Among the rocky crags and dense woodlands of the psyche, the Hermit asks us to develop an Emersonian Self-Reliance — a willingness to follow our own path, regardless of how erratic our movements may look from the outside. But to follow the lantern-lit path requires deep wells of self-assurance. It demands a faith that asks more of us than did the Fool’s blind trust, because we know, by this time, what it means to fall down the ravine. Moreover, with the passage of time the way has likely narrowed.
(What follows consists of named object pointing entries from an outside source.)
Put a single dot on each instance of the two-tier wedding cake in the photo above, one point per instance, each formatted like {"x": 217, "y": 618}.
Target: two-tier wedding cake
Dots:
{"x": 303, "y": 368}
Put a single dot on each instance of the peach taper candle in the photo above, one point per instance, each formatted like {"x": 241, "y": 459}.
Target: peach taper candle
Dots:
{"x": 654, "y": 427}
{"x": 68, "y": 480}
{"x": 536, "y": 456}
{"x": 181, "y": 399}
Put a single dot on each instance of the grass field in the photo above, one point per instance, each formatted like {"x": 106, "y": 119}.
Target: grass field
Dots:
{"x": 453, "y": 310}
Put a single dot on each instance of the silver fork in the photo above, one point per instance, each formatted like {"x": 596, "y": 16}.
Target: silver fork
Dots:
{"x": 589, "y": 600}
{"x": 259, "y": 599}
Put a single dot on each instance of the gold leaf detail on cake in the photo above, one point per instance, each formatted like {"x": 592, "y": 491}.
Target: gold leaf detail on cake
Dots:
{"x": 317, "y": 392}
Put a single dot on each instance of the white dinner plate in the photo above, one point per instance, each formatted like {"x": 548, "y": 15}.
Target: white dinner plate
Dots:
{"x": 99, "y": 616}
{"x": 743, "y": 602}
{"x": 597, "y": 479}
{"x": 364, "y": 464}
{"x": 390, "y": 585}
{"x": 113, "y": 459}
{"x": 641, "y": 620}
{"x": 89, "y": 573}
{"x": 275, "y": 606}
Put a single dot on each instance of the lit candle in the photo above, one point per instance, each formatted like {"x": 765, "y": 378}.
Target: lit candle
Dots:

Will you risk the climb anyway?
Perhaps there’s no way to truly avoid it.
Maybe the better question then is—will you let yourself be fed and nourished by the light that only you can self-create?
I can’t help but notice how often we humans resist taking hold of practices that could truly nourish us (creative and spiritual practices) because they don’t “look” they way we think they “should.” Don’t fall into this trap! Like the Loathly Lady herself, our practices are waiting to transform us. What is potentially ‘repulsive’ to others becomes enchanting. Those willing to follow their inner Hermit will find solace, clarity and joy in his solitary refuge.
Do you remember the Goat Woman in Charles Frazier’s Cold Mountain? She rescues Inman from starvation after he escapes a chain gang and then wanders near-death into her mountain home. A reclusive forest witch with knowledge of herbs and a loving respect for the goats she raises to eat, she shares her truth, soothing draughts, and food to coax Inman back to health. Her wisdom provides the most life-giving of gifts. So, too, does the wise woman in you. You might have also noticed that Hermit even looks, in the Rider Waite Smith deck, a bit like Father Christmas. Fitting! On the darkest night of the year he appears with unexpected treats, life-affirming pleasures, and more than a little bit of magic to get us through the winter.
For further reflection:
As this Virgo/Hermit season draws to a close, ask yourself where you might be withering into the truth? Which branches are ready for pruning? Where might you welcome growth?
How can you strengthen your faith in the process of your soul’s evolution?
What treats and treasures support you on your path?
The (symbolic) hermitage provides an optimal setting for (literal) star-gazing. Go out into the night and feel what it is like to be in darkness, looking toward the light. The stars guided our ancestors for millennia. What celestial fires guide you?
May the lantern be bright upon your path and guide your journey — there and back again.